I’ve been through enough and witnessed enough to sing it now for myself. When you step beyond the gate and your finite faithfulness converges and blends with God’s grace and guidance, God can do more than you know he can do. God can take you places you never thought you could go, can open doors you never knew existed, can open up heaven and pour blessings on top of blessings, so that you get scared because you don’t know how so many blessings can come your way. All you can do is say thank you Jesus, not just for all you have done, but for all that you are doing in my life.
Every now and then, when you think you’ve made it, when you think you’ve got it all together, when you are ready to put the period behind the sentence, when you are about to close the chapter and say “I got it,” God says: “Don’t put a period there, because I want you to step out in a little deeper water, there are more mountains to climb, more souls to save. Step out!”
God call us to go beyond the gate. Gun control: go beyond the gate. Our young boys and young girls are on the pipeline to prison: Go beyond the gate. Stop talking about what you can’t do, and look at what you can do. Drugs are running rampant in our community: Go beyond the gate. We still have a high teen pregnancy rate right here in the District of Columbia. The District of Columbia still has the highest rates of HIV AIDS. It’s not enough for us to sit up in here Sunday morning and clap our hands and go home. God wants us to step out, venture out, go out, beyond the gate.

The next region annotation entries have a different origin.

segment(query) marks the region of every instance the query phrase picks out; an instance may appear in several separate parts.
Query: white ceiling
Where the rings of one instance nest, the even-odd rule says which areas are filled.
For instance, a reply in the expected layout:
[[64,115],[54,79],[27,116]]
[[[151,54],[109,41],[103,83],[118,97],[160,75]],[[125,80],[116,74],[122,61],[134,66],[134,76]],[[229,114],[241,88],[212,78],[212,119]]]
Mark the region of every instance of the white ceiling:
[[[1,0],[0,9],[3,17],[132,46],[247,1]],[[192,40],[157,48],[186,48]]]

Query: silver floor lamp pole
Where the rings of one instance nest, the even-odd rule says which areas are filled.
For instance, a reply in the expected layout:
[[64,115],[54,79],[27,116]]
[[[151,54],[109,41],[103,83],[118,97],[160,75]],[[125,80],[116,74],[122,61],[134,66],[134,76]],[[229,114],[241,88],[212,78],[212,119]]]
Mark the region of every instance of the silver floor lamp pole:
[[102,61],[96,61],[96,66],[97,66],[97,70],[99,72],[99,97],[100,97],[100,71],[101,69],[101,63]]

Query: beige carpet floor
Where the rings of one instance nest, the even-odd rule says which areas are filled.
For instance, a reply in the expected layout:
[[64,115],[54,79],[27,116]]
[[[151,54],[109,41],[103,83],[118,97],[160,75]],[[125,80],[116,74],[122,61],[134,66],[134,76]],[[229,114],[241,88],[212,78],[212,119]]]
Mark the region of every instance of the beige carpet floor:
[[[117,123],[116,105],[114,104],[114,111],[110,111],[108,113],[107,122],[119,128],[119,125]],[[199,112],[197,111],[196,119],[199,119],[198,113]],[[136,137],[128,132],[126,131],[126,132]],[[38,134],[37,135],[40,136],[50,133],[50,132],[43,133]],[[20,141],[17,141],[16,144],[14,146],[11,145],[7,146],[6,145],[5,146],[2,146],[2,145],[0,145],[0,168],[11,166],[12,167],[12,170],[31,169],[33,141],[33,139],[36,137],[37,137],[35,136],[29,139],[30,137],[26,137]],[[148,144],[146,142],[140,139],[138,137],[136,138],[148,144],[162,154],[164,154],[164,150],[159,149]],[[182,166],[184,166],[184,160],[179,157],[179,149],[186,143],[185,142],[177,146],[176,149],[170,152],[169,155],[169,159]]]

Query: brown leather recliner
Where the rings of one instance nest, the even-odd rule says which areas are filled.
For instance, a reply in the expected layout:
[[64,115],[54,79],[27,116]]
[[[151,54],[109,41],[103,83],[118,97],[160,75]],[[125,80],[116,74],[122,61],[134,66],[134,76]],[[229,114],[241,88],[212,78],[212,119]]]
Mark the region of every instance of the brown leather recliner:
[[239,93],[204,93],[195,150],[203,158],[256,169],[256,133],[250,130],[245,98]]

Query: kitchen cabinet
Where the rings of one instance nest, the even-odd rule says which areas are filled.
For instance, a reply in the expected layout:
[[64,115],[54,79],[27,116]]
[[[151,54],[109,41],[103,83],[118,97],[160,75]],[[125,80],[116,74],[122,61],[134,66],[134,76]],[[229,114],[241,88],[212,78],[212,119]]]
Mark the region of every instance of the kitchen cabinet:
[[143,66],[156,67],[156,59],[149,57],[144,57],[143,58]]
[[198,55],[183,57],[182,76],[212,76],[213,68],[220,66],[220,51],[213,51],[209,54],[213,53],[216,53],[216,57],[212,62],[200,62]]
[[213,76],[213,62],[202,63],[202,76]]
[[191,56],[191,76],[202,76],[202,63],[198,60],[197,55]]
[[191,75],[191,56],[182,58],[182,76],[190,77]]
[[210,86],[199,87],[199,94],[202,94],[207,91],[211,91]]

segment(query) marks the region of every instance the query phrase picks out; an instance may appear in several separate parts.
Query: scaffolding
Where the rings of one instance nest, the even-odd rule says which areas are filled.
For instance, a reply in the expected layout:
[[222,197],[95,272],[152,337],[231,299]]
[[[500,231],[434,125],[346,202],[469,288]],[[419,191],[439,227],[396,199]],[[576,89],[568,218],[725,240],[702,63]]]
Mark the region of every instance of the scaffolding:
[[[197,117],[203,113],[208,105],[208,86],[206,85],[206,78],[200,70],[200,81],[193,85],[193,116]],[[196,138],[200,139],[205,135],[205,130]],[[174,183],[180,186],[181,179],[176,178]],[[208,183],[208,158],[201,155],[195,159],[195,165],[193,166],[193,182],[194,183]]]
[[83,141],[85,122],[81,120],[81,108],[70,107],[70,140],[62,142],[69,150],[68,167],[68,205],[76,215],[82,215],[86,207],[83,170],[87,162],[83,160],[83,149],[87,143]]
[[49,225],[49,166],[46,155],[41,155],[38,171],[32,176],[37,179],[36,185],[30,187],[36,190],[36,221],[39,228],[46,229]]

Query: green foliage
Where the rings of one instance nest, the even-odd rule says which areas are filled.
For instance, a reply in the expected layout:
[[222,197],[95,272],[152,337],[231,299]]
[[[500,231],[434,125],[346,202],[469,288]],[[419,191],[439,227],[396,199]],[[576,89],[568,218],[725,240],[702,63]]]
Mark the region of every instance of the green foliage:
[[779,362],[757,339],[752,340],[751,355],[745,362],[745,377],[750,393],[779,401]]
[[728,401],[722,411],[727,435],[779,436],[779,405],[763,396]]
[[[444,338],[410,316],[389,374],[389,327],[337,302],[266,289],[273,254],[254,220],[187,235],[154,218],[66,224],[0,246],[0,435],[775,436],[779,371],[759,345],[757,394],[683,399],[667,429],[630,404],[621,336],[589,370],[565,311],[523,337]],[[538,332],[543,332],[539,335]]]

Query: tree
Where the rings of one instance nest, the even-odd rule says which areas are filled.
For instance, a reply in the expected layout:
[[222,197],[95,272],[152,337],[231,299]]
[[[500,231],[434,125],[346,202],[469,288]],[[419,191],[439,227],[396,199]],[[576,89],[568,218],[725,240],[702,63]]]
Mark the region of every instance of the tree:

Sing: I’m on the battlefield for my Lord, I promised Him that I would serve Him til I die, I’m on the battlefield for my Lord!
Scripture: Acts 16:9-15 – New International Version (NIV)
9 During the night Paul had a vision of a man of Macedonia standing and begging him, “Come over to Macedonia and help us.” 10 After Paul had seen the vision, we got ready at once to leave for Macedonia, concluding that God had called us to preach the gospel to them. Lydia’s Conversion in Philippi 11 From Troas we put out to sea and sailed straight for Samothrace, and the next day we went on to Neapolis. 12 From there we traveled to Philippi, a Roman colony and the leading city of that district of Macedonia. And we stayed there several days. 13 On the Sabbath we went outside the city gate to the river, where we expected to find a place of prayer. We sat down and began to speak to the women who had gathered there. 14 One of those listening was a woman from the city of Thyatira named Lydia, a dealer in purple cloth. She was a worshiper of God. The Lord opened her heart to respond to Paul’s message. 15 When she and the members of her household were baptized, she invited us to her home. “If you consider me a believer in the Lord,” she said, “come and stay at my house.” And she persuaded us.